The Detour Room

before the finished thought

Notes on BBC Merlin

As a TV series, Merlin (BBC, 2008-2012) occupies a very interesting ecological niche. It’s the bottom feeder to Doctor Who (BBC, 2005-present), a show designed to scoop up anyone who isn’t watching the BBC’s flagship without, y’know, actually competing with it.

The BBC doesn’t need to compete with itself, but even for the non-BBC shows in this niche… Come on, you’re never going to successfully compete with Doctor Who. So you get this weird motley crew of low-budget fantasy/sci fi TV shows that are genuinely trying to make something watchable - but not trying all that hard. Other programs in this category include: Robin Hood (BBC, 2006-2009), Primeval (ITV, 2007-2011), and Atlantis (BBC, 2013-2015). A lot of these shows have interesting relationships with Doctor Who in their production history, as well: Robin Hood was designed to fill its Saturday evening slot between series, and Primeval was ITV’s attempt to replicate its success.

Speaking of Doctor Who: there’s an episode of fan podcast Pex Lives (I will seek out the exact one at some point!) where the guest talks about how a lot of modern television feels like it’s been writers-roomed to death. Everything is slick, co-ordinated. Everyone’s gotten together and sorted out their one cohesive vision for what this story is. There’s a lot to be said for this, yes, but it means you don’t get the strange, enchanting jaggedness of older programs. A dud here, a masterpiece there, something wildly off-tone around the bend. Merlin is jagged to its core - a brilliantly shot, intimate, heart-wrenching sword fight between father and son sits right next to 45 minutes of tepid fart jokes.

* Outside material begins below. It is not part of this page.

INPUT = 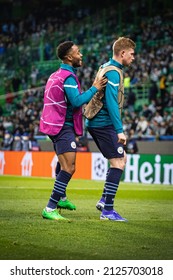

How am I supposed to look away?

Merlin perfectly demonstrates Henry Jenkins’ point about fascination and frustration being the core motors of fandom: 'if media content didn't fascinate us, there would be no desire to engage with it; but if it didn't frustrate us on some level, there would be no drive to rewrite or remake it.' You need parts of the story to be good and parts of it to be fucking terrible. This, too, is a kind of jaggedness. High highs and low lows. A smooth surface is delightful to the touch, but it doesn’t give you any purchase. You can’t grab onto it, can’t make a mark without ruining what’s there.

It’s what John Fiske describes as ‘producerly’ media - combining the accessibility and easiness of the readerly text with the openness to multiple meanings of the writerly text (as originally theorised by Roland Barthes). To quote Fiske in more detail:

‘[a producerly work] offers itself up to popular production; it exposes, however reluctantly, the vulnerabilities, limitations, and weaknesses of its preferred meanings; it contains, while attempting to repress them, voices that contradict the ones it prefers; it has loose ends that escape its control, its meanings exceed its own power to discipline them, its gaps are wide enough for whole new texts to be produced in them—it is, in a very real sense, beyond its own control.’

I personally can’t think of a better example than BBC Merlin. Magic is homosexuality, except when it’s not. Morgana is a cartoon villain, but she also has a point. You can watch it without taking it too seriously, or you can spend entire hours thinking about its brilliant, tragically unrealised possibilities of character and setting (or quite how stunningly attractive Katie McGrath looks in her series 1 sword outfit). Is BBC Merlin good? Yes. No. It’s complicated - popular production, popular pleasures. The kind you only get when the story in question is amazing and shit in equal measure.

Also I’m obsessed with this Bradley James interview in which he compares having your sister go missing for a year to thinking you’ve lost your wallet. Thanks, Bradley.